電話に出ます。
休憩が終わったら、販売用の制服に着替えて、店先に出た。
だいたい私の休憩後から、販売の人たちが順次休む。
さすがに店先に店員がひとりというわけにはいかないから、私がその短い間販売員をしてるのだ。
店長が休憩に入り、私と姫先輩はそれぞれ接客していた。
電話が鳴って、私たちの意識が一瞬、そちらに向いた。
「私が出ます」
ちょうどいいタイミングで、レジを終えていた私は、電話に出た。
手順通りに挨拶して、店名を名乗ると相手が要件を伝えてくれるんだけど……。
「ラッシーだよね?お疲れさまでーす!工場のジョーです!」
すごい元気な声に、思わず仰け反った。
この元気な声の持ち主は、焼き菓子工場のチーフをしているジョーさんだ。
私は電話でしか話したことがなくて、『ジョー』というのが苗字なのか名前なのかもわからない。
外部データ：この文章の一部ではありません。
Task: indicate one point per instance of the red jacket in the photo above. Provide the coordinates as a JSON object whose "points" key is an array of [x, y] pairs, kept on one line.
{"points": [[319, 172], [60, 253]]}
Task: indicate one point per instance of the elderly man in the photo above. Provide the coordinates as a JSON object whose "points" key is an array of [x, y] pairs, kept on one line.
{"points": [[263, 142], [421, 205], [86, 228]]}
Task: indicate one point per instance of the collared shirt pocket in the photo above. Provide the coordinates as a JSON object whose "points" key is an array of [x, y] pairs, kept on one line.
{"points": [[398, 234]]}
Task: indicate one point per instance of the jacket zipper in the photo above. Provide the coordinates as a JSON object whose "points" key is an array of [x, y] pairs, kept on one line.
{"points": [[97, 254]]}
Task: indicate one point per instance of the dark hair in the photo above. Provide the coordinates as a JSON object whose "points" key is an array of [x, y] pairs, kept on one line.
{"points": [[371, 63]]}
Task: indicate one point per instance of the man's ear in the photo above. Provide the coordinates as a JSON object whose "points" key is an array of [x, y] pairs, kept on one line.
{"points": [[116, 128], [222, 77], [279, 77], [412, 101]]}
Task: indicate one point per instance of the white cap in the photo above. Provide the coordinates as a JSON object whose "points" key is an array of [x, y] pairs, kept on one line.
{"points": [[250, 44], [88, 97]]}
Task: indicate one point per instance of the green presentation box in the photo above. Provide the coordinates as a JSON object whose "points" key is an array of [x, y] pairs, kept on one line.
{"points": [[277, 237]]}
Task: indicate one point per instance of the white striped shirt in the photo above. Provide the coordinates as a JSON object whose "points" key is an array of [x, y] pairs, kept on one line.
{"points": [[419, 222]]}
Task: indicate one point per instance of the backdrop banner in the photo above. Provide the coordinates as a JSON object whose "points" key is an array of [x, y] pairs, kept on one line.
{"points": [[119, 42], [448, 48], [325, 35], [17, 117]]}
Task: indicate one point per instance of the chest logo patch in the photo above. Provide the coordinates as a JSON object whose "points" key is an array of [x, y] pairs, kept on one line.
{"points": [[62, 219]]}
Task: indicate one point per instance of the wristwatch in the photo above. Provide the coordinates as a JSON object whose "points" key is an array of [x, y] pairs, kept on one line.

年齢も不明で、なんとなーく20代位の女の人だと思っている。
「お疲れさまです、ジョーさん。犬江です。ご用件はなんでしょうか?」
「あははっ、真面目だね〜ラッシーは」
いったい、どこからこのあだ名が広まってるんだ。
苗字を強調しても、笑って流されたし!
いや、それについてはいずれ調べるにして、いまはジョーさんの話をメモしよう。
「…と、いうわけだから、みんなに伝えておいてね〜」
「わかりました、ありがとうございます」
お礼をいって、受話器を置く。
メモを確認して、書き漏らしがないか確認する。
…と、クッというか、クスッというか、笑いを堪えるような声が聞こえた。
ん、何だ?
「こんにちは」
あっ、常連さんだ。
「いらっしゃいませ」
にっこり穏やかに笑うこのお客さんは、週に1、2回来店する男の人だ。
いつも、来店する際はキリッとしたスーツ姿で、短い黒髪は綺麗に整えられている。
スラッと背は高いし、物腰も柔らかだ。
顔立ちはちょっと地味だけど、カッコいい人だ。
箱入りの焼き菓子や、ケーキを買っていくこともあるから、会社で使っているのかなぁ?
領収書書いたこともあるし。
「いや、笑ってすみません。電話に向かって頷いたり、お辞儀したりしていたので、つい」
柔らかく常連さんは笑うが、こっちはそれどころじゃない。
無自覚だったけど、そんなことしてたんだ、私はあぁぁっ!!
たぶんいま、顔が真っ赤だろうな〜と、現実逃避する13:23のことだ。